Maybe, maybe not. Here is another article about Ft. Morgan, Co, a meatpacking town that seems to be opening its arms to African refugees. Although there are a few glitches—like car accidents—not to worry, they have a ‘community organizing center’ likely paid for by the taxpayer that is expected to make everything go smoothly. They want to avoid all that bad stuff that happens in Greeley.
So what’s a few car accidents anyway?
The crash [a deadly crash] has also spurred a new African-run community center to start teaching English and the rules of the road to the new immigrants, including people from Kenya, Congo, and Ethiopia. But some readers of the local newspaper, the Fort Morgan Times, have suggested that the immigrants shouldn’t be allowed to drive.
Fort Morgan’s police department doesn’t keep data on accidents by race, Lt. Darin Sagel said. But Mayor Jack Darnell said it appeared the immigrants are “having a disproportionate amount of accidents,” most of them minor fender-benders.
“And they realize it. They are trying to adjust,” Darnell said.
Sagel said the accidents may be the result of not being accustomed to a new environment.
The environment? What the heck? Didn’t they get drivers’ licenses by passing a test? What the article doesn’t tell you in response to that logical question is that there are massive drivers license scams throughout the US where translators receive payment under the table for “helping” immigrants with a few answers on the written test.
Cargill recruited the Africans with the help of the US State Department and now to help Cargill the African Community Center helps the Somalis and other Africans adjust.
The Africans chose Fort Morgan as their new home largely because of the presence of Cargill Meat Solutions Corp., a Wichita, Kan.-based firm that has hired more than 360 of them, said Ibrahim Abdi, who also runs the community center.

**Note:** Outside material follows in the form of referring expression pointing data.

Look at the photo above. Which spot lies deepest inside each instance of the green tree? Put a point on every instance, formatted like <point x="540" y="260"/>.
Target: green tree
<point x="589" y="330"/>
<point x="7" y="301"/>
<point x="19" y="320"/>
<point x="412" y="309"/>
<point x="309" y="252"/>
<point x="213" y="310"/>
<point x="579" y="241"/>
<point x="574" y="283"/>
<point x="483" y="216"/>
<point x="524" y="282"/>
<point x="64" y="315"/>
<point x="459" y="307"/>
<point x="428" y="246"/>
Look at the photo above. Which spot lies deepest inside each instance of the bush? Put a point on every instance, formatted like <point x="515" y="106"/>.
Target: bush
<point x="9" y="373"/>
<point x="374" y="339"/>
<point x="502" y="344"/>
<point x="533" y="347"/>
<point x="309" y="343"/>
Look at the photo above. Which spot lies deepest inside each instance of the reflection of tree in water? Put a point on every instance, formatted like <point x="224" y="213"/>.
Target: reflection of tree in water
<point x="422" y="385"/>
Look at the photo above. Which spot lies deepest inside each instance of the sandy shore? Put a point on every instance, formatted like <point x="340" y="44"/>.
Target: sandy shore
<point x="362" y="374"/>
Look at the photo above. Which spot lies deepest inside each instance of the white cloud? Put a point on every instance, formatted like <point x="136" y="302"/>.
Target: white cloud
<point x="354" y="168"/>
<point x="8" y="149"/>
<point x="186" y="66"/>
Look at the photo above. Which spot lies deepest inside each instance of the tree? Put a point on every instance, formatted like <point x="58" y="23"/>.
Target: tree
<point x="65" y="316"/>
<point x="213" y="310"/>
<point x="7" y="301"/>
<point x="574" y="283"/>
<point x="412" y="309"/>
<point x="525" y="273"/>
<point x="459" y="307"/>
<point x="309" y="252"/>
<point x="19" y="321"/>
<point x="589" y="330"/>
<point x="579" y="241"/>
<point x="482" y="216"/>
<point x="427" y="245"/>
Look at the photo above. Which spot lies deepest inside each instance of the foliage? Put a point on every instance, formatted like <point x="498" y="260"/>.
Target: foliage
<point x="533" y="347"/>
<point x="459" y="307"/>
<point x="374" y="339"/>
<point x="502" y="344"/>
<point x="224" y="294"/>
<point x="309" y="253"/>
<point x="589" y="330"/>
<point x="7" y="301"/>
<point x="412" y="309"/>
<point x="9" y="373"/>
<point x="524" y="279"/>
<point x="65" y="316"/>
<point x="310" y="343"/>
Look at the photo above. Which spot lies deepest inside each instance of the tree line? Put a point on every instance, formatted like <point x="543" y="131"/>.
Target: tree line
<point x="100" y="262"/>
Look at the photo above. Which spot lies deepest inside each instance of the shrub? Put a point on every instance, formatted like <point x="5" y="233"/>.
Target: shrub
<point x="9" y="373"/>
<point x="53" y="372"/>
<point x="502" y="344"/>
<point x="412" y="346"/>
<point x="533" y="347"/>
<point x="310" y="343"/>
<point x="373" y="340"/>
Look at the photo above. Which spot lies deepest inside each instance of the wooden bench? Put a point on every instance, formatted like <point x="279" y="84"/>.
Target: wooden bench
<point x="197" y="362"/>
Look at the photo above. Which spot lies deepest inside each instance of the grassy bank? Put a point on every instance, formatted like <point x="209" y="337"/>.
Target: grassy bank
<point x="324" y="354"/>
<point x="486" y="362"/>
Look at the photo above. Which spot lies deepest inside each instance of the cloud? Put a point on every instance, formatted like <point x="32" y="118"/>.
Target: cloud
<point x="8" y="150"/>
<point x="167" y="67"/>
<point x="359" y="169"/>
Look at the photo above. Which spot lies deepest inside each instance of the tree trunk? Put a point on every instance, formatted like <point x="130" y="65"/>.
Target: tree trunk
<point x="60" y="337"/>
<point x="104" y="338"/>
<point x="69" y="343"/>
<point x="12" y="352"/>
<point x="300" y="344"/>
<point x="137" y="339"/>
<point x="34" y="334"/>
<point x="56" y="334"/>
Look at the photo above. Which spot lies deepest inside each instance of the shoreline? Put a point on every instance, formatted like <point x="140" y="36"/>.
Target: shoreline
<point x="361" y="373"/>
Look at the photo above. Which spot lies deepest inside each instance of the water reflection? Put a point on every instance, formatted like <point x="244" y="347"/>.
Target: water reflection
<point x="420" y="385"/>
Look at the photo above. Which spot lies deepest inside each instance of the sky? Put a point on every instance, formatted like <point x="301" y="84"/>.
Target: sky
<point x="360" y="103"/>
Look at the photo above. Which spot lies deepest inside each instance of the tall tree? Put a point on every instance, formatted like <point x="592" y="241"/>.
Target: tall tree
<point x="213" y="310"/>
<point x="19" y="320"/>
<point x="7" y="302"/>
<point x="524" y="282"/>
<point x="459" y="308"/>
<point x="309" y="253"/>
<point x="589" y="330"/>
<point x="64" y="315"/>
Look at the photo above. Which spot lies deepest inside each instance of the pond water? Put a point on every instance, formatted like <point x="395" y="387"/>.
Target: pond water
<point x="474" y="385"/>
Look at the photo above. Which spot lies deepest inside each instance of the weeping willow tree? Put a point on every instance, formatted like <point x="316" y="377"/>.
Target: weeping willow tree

Cargill’s wages start at $12.45 an hour for jobs from cleaning to packaging meat, Ali said. The plant employed about 20 percent of Fort Morgan’s 10,800 residents in 2007.
Besides the U.S. government, Abdi said Somalis are grateful for Cargill.
“They gave us work, and they gave us a way to live,” Abdi said.
Center volunteers drive people to doctor’s appointments or help them find housing, another big issue. As many as 100 immigrants, most of them single men, stay in motels because there aren’t enough apartments or because they want to get a job before signing a lease, center leaders said.
So, to summarize, the Morgan African Community Center is surely a taxpayer-funded organization that supplements Cargill. Maybe Cargill should be funding the community center! Has any enterprising reporter looked into the funding arrangements for what amounts to another Ethnic Community Based Organization, a pet project of the federal Office of Refugee Resettlement (ORR). I wonder if former Kansas governor Sebelius , now Secretary of Health and Human Services which oversees the ORR, was a friend of Cargill? Remember the Clintons were friends of Iowa meatpackers and that is how we got so many Bosnian refugees.
As Ramadan demands are expected at the Swift plant in Greeley, Ft. Morgan is sure they will dodge the bullet because they now have a “community center.”
Abdi said the center also has acted as a mediator to prevent the kind of discord that arose among Somali Muslims and their employers around the country over prayer rituals.
In Greeley, about 50 miles west of Fort Morgan, the JBS Swift & Co. meatpacking plant fired more than 100 workers during Ramadan last year after evening-shift workers walked out, saying the firm refused to allow their breaks to coincide with sunset so they could pray. At the time, Swift said they had tried to accommodate workers’ lunch schedules by more than an hour.
There have been no such problems in Fort Morgan, workers say.
Note to the Ft. Morgan Times: I still have your editorial of last September at my fingertips.